4th Chief Minister of Manipur, India

Yangmaso Shaiza (1923 – 30 January 1984) was an Indian politician and the Chief Minister of Manipur. He founded the Manipur Hills Union in 1974, and became the first chief minister from hill regions and hill tribes of Manipur.

== Manipur Hills Union ==
He formed Manipur Hills Union in 1974, it formed government in coalition with Manipur Peoples Party, he served as the chief minister from July 1974 to December of that same year.

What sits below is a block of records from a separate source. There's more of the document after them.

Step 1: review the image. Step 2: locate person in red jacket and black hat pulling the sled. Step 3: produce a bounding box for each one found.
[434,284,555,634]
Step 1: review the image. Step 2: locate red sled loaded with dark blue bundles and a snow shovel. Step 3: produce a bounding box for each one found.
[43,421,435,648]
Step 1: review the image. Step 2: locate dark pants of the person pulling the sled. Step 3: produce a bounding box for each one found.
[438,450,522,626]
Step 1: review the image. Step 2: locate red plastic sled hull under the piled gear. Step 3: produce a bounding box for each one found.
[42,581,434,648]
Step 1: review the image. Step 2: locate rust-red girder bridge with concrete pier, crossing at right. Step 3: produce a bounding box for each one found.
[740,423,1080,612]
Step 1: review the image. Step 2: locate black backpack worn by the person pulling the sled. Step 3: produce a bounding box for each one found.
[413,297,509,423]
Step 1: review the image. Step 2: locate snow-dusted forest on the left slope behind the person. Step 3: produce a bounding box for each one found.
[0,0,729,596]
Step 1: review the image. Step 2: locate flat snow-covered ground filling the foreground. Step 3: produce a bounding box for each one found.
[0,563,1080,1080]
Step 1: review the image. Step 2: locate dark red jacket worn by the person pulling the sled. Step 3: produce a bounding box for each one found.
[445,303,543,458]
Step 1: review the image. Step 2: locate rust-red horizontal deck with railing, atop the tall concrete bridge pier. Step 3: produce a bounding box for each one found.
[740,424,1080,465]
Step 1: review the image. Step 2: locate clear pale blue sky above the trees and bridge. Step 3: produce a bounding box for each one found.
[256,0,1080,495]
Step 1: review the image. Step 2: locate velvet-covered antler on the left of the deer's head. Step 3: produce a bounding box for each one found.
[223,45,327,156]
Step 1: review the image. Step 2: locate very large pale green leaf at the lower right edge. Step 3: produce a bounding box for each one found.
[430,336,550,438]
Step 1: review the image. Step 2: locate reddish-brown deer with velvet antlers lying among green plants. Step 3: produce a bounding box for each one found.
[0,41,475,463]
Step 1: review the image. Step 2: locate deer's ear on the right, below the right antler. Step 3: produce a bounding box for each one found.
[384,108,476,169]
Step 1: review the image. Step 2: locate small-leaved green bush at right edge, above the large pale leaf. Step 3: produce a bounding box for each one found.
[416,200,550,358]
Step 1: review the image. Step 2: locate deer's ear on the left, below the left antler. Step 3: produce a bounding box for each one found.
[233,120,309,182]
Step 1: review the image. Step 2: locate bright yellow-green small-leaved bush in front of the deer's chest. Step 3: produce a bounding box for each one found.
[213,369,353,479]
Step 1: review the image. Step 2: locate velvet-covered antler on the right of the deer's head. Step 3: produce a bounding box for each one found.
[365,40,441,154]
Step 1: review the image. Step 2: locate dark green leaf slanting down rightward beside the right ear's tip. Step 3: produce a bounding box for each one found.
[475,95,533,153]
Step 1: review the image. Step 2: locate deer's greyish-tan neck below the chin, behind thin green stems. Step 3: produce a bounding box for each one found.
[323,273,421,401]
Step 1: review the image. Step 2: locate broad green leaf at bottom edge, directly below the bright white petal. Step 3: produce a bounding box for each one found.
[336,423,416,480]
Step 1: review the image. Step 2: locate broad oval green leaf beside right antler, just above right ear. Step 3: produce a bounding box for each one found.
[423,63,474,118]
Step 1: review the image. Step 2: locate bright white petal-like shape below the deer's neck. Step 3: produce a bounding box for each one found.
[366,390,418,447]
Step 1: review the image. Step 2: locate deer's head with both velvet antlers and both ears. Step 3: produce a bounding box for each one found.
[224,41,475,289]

The Government was takenover by Indian National Congress, however Shaiza reclaimed the majority when his party and several of PPM's MLAs joined Janata Party.

==Death==
On 30 January 1984, Yangmaso was murdered by two assassins of the National Socialist Council of Nagaland (NSCN) at Nagaram, Imphal.

==Legacy==
As a far-sighted leader, Yangmaso and his policies has been considered as being highly visionary and cosmopolitan in nature. In a recent one-day seminar on "Yangmaso Shaiza and His Manipur" held on 9 March 2014 by the United All Communities Social Uplifters (UNACSU), Manipur, his legacy was summed up by Soso Shaiza as:

"As Chief Minister, he was convinced that the only way to maintain peace and harmony in the state was to reach out benefits to the remotest parts of the state and to bring development to both the hills and valleys, and to all tribes and communities. His vision was the accommodation and acceptance of all tribes and communities in Manipur. His dream was a rainbow concept of recognition and acceptance of the unique culture and character of all tribes and communities. For him, all human beings are brothers and sisters, since we are all children of God. His vision and ideals will be realised when all tribes and communities living in Manipur make his unity-rainbow concept a reality".